New York - Der Sprung nach vorn ist deutlich, auch wenn das Minus hoch ausfiel: 966 Millionen Dollar betrug der Verlust der Citigroup im vergangenen Quartal, wie das Institut am Freitag mitteilte - und fiel damit deutlich geringer aus als das 5,2-Milliarden-Minus im Vergleichszeitraum des Vorjahres.

Citigroup-Zentrale: Positive Reaktion der Anleger
AP

Citigroup-Zentrale: Positive Reaktion der Anleger

Das aktuelle Minus entsprach einem Verlust von 0,18 Dollar je Aktie, Analysten hatten nach einer Reuters-Umfrage ein Minus von 0,30 Dollar erwartet. Die Einnahmen verdoppelten sich auf 24,8 Milliarden Dollar und übertrafen damit gleichfalls die Marktprognosen, die bei 21,7 Milliarden Dollar lagen.

Die Citigroup verbuchte in den drei Monaten Netto-Abschreibungen und Verluste aus dem Geschäft mit institutionellen Anlegern im Umfang von 2,2 Milliarden Dollar. Weitere 7,3 Milliarden Dollar gingen im Kreditgeschäft verloren. Die Bank stellt nun 2,7 Milliarden Dollar für weitere Darlehensverluste zurück. Die Kernkapitalquote liegt den Angaben zufolge inzwischen bei etwa 11,8 Prozent nach 7,7 Prozent im Vorjahr.

Das überraschend positive Ergebnis wurde in einer ersten Reaktion an den Börsen gut aufgenommen: Die Aktie baute nach der Vorlage der Zahlen ihre vorbörslichen Kursgewinne auf ein Plus von zwölf Prozent aus.

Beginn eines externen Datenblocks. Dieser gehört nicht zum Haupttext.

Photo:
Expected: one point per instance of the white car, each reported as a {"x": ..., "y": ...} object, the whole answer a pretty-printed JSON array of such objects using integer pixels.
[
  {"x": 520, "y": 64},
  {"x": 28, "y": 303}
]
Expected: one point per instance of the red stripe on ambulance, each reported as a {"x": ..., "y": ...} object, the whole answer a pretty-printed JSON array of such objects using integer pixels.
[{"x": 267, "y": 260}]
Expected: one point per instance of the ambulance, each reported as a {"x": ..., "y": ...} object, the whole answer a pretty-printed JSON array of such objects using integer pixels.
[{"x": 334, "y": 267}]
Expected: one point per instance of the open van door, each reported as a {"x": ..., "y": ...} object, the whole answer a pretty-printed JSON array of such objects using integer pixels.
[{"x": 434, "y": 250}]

Die Citigroup ist bereits die vierte US-Großbank, die bei den aktuellen Quartalszahlen deutlich besser abschneidet als vom Markt erwartet. Vergangene Woche hatte Wells Fargo die Investoren mit einem Rekordgewinn von drei Milliarden Dollar überrascht. Am Dienstag hatte Goldman Sachs Chart zeigen in den anhaltenden Finanzmarkt-Turbulenzen mit positiven Quartalszahlen für vorsichtige Zuversicht gesorgt. Und am Donnerstag legte JP Morgan Chase gute Werte vor.

JP Morgan Chase galt allerdings schon vorher als eines der stabilsten US-Institute in der Finanzkrise. Im vergangenen Jahr kaufte der Konzern den Großteil der zusammengebrochenen, ehemals führenden US-Sparkasse Washington Mutual. Zuvor hatte JP Morgan Chase bereits die Investmentbank Bear Stearns zum Schnäppchenpreis übernommen

Anleger sehen die Vorlagen der Banken als Signal für den möglichen Start einer allmählichen Erholung der Branche in der nun schon fast zwei Jahre dauernden Finanzkrise.

Im vergangenen Jahr hatte die inzwischen teilverstaatlichte Citigroup noch einen Rekordverlust von fast 28 Milliarden Dollar eingefahren. Die enormen Hilfen und Garantien des Staates bei bisher schon drei Rettungsaktionen summieren sich auf fast 350 Milliarden Dollar. Der einst weltgrößte Finanzkonzern spaltet sich zu seiner Rettung gerade auf und will umfangreiche Bereiche verkaufen.